Expansion additives have been used in cement plugs to mitigate the potential risk of plug failure resulting from shrinkage. These additives are effective only when their amount is tailored for downhole boundary conditions, and their role should be well understood. This work discusses using an improved testing method that enhances the dependability of the volume change measurement and exhibits the impact of test boundary conditions on the shrinking and expanding behaviors of cement plugs.
Boundary conditions investigated with this method include temperature, pressure, water access to the cement from the formation, and the role of mechanical constraints. Dependability is demonstrated by verifying the repeatability and reproducibility of the method at two different laboratories. Together with the noninvasive continuous volume change, supplementary measurements, such as ultrasonic compressive strength, tensile strength, and chemical composition analysis, have provided inferences about the mechanism of volume change.

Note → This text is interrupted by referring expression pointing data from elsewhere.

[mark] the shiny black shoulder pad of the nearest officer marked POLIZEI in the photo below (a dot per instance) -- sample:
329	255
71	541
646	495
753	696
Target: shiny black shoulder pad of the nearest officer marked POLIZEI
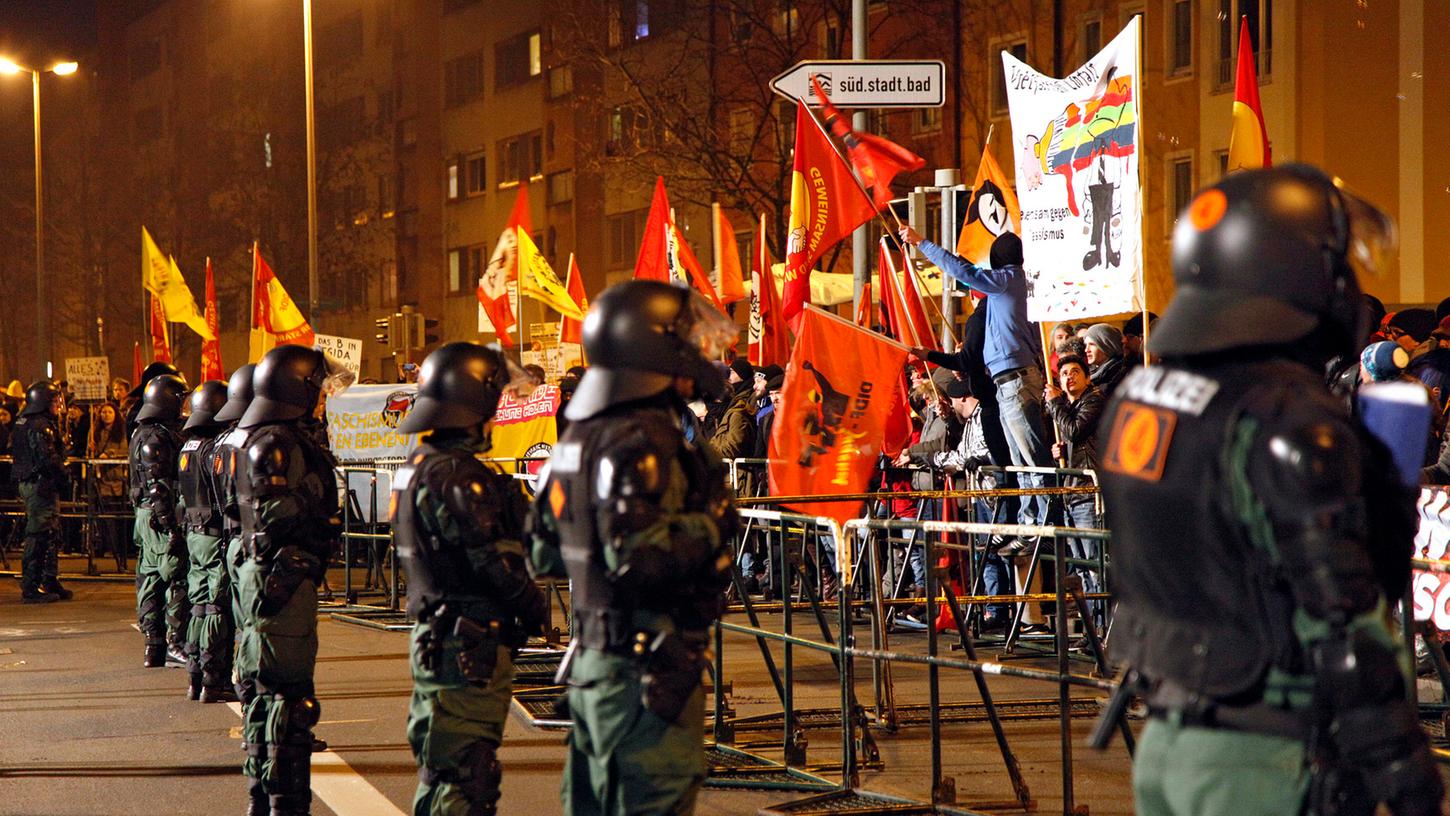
1314	462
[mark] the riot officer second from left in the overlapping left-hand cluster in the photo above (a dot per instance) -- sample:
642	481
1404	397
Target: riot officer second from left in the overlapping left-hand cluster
210	636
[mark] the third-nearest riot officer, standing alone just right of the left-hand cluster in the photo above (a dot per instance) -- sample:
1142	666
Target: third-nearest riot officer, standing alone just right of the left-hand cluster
459	530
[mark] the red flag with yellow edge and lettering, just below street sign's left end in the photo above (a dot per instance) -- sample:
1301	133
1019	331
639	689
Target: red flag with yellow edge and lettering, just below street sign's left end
826	207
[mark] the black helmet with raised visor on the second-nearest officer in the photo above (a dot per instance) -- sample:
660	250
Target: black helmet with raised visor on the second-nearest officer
640	337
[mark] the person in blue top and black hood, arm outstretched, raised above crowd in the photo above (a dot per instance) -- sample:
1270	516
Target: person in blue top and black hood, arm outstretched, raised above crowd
1013	353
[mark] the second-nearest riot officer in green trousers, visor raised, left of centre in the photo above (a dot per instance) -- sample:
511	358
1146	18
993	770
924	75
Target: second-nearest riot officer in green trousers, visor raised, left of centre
643	523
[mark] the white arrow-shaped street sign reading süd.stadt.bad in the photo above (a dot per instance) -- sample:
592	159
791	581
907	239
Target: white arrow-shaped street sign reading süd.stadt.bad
877	83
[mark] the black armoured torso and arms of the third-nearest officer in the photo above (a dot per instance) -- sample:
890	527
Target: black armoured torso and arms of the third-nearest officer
449	546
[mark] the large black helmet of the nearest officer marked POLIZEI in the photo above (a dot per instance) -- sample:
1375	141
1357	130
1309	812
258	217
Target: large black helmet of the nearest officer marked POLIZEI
1269	257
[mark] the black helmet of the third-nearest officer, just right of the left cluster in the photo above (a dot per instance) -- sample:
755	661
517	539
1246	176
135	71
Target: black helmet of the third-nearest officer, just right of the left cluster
459	388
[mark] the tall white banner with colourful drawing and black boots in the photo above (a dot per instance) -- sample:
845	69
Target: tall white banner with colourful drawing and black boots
1077	144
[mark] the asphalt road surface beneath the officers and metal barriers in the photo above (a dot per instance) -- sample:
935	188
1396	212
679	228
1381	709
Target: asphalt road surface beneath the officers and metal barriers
88	731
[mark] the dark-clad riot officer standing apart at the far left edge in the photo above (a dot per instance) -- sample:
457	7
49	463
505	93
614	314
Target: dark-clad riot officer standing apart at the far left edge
40	472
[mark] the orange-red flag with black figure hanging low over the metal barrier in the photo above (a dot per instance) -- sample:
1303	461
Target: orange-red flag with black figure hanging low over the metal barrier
839	392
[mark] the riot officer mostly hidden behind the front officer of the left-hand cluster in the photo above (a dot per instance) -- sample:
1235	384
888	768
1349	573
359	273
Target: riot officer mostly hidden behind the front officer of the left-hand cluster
224	478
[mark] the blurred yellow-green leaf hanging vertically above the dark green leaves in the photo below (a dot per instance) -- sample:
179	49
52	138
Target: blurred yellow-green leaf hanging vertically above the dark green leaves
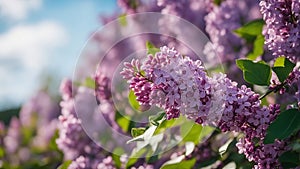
258	48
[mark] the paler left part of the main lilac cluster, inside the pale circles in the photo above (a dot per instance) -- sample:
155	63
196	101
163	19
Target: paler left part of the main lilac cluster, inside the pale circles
172	82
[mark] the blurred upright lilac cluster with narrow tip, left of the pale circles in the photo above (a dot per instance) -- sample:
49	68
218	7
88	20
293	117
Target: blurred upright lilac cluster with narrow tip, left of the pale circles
72	140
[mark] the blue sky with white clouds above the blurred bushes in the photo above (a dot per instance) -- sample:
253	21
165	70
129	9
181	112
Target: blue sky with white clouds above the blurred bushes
42	37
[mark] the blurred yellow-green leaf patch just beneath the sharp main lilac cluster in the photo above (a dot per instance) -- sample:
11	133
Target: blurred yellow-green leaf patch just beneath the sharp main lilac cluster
190	131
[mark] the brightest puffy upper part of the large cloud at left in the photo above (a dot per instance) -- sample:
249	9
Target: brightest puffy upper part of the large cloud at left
31	44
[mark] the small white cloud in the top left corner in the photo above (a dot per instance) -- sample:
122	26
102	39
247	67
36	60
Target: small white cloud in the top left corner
18	9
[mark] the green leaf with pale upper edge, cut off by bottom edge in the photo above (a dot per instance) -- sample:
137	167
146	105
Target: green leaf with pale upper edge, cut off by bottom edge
186	164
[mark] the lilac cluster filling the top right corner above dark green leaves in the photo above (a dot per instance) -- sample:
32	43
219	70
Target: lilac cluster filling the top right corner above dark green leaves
282	30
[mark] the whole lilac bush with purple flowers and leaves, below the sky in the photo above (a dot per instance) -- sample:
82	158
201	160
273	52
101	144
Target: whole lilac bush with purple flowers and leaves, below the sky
194	111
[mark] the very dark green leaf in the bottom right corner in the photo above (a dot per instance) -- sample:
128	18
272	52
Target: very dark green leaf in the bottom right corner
289	159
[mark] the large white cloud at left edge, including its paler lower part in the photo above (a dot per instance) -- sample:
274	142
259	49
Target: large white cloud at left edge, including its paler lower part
27	50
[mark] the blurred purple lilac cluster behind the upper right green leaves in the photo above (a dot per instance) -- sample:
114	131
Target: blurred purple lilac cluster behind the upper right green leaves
223	20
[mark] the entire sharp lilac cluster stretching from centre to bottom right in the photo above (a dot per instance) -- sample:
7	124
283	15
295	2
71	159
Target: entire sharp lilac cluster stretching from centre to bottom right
179	85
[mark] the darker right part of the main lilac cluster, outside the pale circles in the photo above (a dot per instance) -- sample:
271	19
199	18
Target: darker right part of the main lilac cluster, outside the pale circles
242	113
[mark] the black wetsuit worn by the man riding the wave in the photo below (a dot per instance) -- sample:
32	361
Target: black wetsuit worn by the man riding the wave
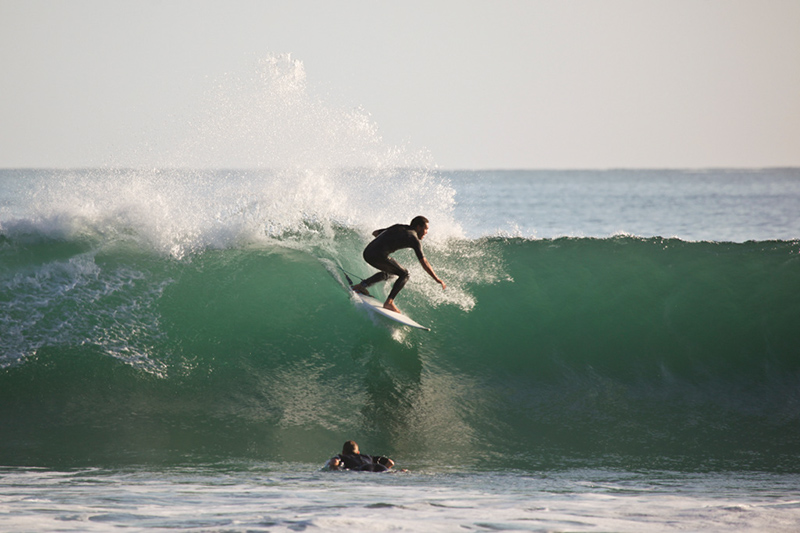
377	252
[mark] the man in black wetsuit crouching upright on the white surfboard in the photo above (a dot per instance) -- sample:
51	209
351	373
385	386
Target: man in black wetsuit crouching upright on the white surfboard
387	241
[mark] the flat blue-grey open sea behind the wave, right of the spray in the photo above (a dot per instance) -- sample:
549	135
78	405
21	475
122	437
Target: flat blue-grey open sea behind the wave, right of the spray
692	205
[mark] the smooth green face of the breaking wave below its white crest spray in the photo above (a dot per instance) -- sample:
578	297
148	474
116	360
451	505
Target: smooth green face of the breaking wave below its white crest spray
622	349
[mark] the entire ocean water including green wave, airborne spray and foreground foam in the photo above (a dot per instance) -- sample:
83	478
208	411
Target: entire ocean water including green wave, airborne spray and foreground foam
616	350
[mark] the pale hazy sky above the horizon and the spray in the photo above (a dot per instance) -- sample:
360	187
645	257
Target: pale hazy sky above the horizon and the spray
478	84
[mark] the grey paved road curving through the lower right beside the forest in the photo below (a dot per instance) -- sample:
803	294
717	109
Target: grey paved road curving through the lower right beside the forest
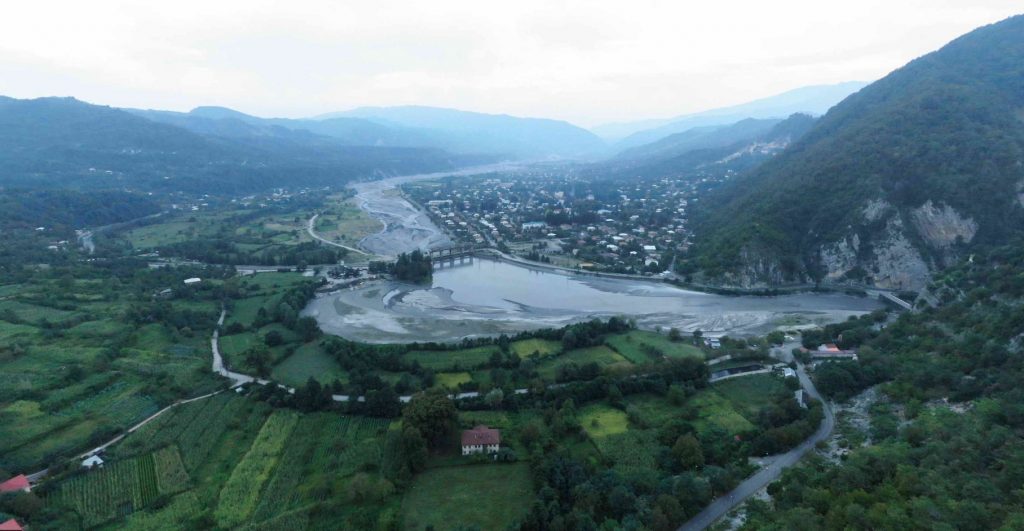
748	489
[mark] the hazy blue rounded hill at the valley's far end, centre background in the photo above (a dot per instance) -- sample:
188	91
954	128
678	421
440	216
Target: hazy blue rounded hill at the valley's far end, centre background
461	131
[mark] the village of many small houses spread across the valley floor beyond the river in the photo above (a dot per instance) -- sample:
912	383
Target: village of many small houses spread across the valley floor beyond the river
624	227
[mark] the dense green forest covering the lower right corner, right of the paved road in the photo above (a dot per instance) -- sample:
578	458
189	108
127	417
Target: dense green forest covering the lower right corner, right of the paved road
949	452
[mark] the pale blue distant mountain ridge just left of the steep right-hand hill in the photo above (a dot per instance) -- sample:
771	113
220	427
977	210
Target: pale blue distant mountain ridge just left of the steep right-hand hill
816	101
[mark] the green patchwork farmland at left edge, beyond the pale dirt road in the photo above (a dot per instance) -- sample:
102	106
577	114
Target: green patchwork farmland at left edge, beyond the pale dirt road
81	370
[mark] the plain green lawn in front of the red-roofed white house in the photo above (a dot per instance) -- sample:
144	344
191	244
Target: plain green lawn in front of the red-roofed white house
487	497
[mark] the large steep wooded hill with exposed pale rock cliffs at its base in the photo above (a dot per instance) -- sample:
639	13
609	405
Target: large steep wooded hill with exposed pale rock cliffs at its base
893	183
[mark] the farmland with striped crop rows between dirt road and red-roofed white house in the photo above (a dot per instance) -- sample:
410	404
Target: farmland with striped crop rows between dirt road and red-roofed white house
228	461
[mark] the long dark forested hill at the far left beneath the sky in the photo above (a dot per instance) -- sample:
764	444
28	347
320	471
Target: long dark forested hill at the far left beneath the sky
64	143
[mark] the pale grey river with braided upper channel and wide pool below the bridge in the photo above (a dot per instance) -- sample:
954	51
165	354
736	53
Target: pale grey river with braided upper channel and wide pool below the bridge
480	297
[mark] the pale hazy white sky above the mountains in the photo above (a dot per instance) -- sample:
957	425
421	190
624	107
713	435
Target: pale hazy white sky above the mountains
587	62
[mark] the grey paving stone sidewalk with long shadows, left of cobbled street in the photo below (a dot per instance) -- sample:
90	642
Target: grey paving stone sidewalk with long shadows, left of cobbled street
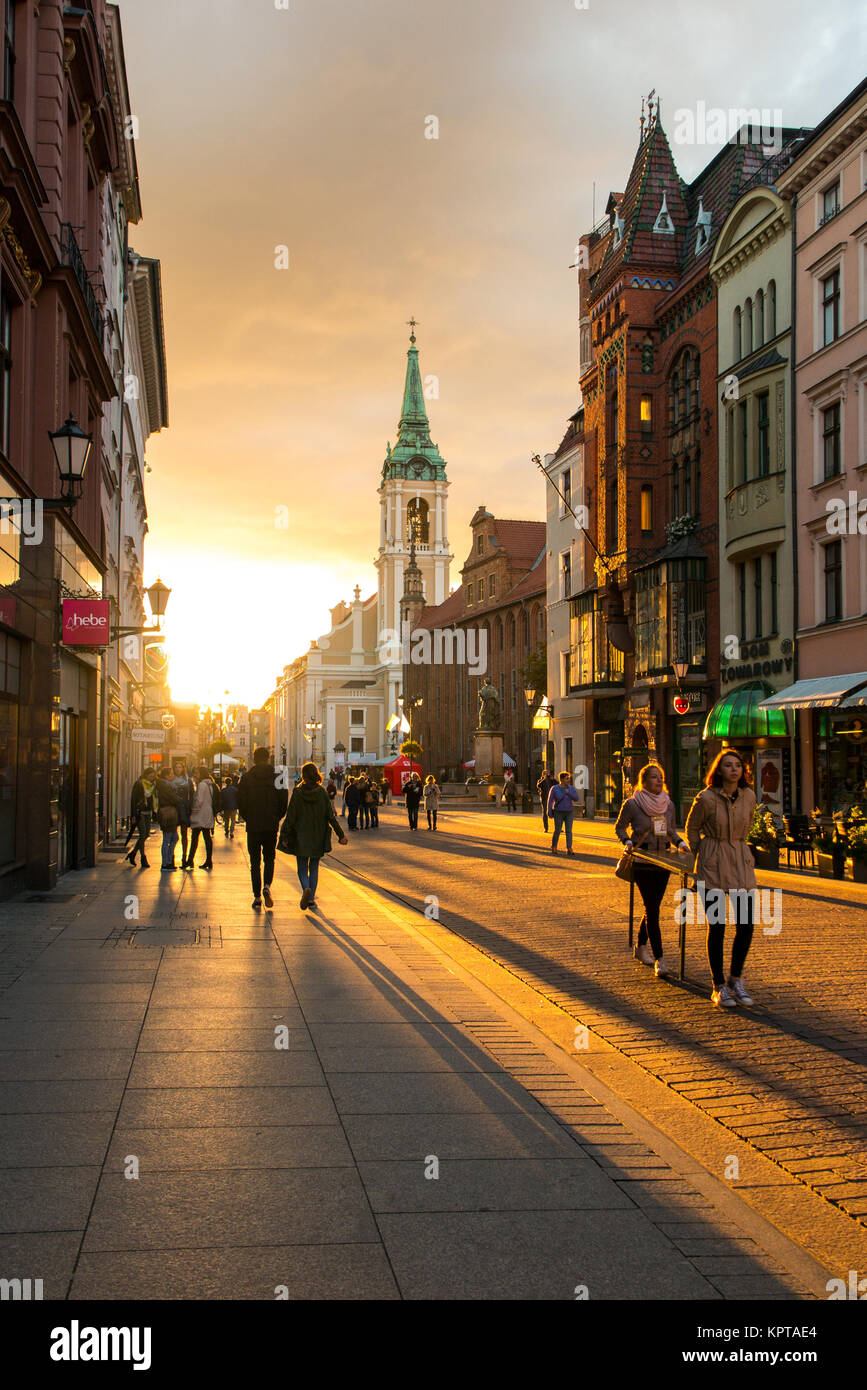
208	1103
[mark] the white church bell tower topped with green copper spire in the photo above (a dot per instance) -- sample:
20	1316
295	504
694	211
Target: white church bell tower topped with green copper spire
413	507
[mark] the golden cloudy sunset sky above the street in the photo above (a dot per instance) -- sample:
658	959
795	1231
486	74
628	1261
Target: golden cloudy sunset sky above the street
306	129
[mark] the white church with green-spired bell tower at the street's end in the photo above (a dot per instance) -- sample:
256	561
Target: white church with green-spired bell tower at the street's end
334	703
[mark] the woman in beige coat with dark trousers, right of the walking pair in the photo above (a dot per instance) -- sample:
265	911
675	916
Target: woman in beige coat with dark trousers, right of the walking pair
718	828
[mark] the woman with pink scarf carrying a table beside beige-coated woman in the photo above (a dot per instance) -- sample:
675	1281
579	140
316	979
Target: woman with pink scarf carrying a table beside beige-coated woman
650	815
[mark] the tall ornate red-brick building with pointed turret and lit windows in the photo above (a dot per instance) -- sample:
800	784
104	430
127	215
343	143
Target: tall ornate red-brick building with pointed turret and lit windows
650	387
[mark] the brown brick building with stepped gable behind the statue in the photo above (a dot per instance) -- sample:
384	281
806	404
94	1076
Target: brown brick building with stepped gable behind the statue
499	608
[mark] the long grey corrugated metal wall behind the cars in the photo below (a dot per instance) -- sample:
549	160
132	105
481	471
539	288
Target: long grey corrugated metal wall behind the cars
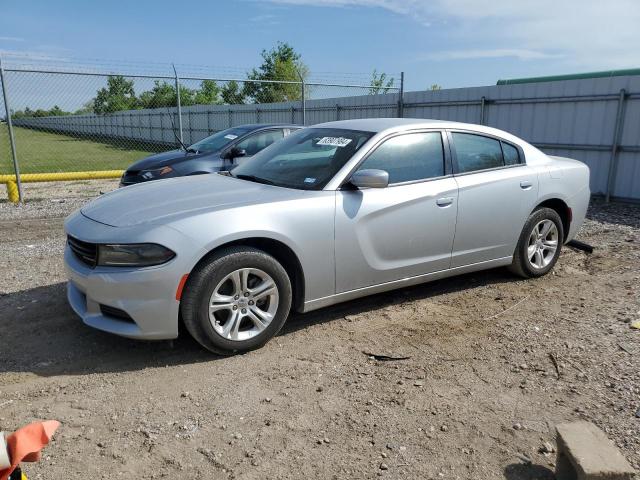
573	118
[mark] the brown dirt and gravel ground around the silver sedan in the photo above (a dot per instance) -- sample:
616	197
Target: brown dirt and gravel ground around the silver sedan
477	397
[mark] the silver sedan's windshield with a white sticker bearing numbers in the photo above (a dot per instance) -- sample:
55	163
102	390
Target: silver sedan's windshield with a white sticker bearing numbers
306	159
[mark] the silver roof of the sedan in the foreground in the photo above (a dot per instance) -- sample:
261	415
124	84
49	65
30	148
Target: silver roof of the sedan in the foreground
378	125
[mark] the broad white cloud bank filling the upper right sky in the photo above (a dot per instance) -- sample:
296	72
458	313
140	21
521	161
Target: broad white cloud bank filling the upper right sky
584	33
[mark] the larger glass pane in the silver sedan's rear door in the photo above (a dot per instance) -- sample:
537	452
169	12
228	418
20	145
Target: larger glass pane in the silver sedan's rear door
476	152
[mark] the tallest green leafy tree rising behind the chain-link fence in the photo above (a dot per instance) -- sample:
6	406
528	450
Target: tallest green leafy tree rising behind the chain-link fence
280	63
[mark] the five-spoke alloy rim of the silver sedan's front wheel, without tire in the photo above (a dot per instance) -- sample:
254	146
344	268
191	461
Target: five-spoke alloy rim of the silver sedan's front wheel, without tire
243	304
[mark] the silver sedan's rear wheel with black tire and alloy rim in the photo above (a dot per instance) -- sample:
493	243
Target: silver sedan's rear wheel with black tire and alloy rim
544	255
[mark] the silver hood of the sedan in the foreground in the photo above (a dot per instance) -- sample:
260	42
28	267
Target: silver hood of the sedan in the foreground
162	201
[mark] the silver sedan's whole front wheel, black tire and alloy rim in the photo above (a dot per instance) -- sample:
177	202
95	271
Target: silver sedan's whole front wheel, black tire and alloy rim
259	314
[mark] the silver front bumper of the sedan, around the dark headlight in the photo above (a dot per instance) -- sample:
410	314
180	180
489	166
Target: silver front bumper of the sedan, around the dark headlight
147	295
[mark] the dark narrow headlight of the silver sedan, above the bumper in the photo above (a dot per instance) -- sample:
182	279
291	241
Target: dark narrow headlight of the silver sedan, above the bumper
133	255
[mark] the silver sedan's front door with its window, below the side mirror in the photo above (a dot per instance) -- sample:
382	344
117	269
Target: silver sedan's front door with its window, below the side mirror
406	229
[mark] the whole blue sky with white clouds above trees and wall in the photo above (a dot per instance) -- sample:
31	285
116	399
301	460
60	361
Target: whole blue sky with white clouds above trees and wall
452	43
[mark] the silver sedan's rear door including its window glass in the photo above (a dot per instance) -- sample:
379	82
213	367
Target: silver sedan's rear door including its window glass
496	193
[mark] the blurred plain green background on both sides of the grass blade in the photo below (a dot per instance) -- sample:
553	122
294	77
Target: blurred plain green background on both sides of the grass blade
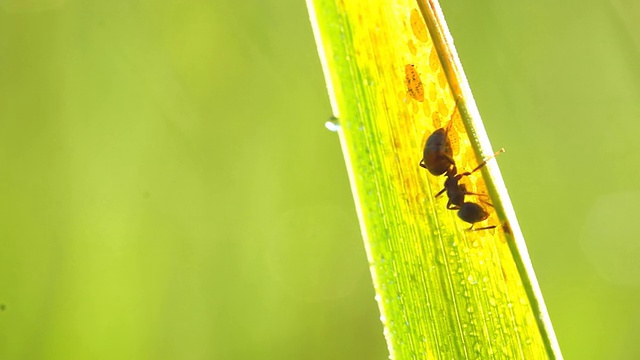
168	189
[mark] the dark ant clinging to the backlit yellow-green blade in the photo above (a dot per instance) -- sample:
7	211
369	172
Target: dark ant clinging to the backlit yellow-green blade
438	160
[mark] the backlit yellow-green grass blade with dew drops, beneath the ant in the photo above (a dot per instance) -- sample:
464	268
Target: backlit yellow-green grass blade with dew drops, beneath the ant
444	292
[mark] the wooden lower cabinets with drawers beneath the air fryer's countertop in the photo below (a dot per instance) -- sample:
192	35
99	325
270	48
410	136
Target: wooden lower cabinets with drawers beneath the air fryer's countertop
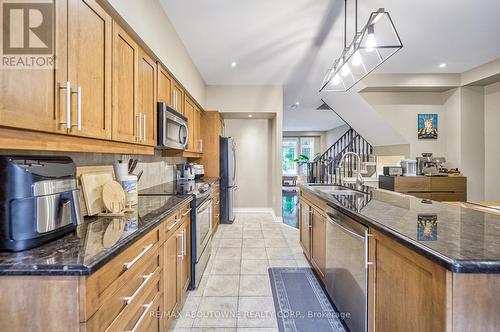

The new method embodies all attributes listed in API 10 TR2 (1997), including a constant external stress state in all measurements and a constant pore pressure during total volume change measurement. The results of percentage volume change from this test method present an extremely small variance, highlighting its repeatability; additionally, the measurement was reproducible between laboratories. Expansion value increased with a decrease in confining pressure, and excessive expansion in the absence of an effective confining pressure produced weak samples. The absence of outside water caused cement containing the expansion aid to shrink more than its neat equivalent; such observations highlight the importance of fluid boundary on the action of expansion additives.
These observations were possible because the test method can capture temporal and boundary condition effects more aptly. Thus, the improved method provides a dependable measurement for tailoring plug properties.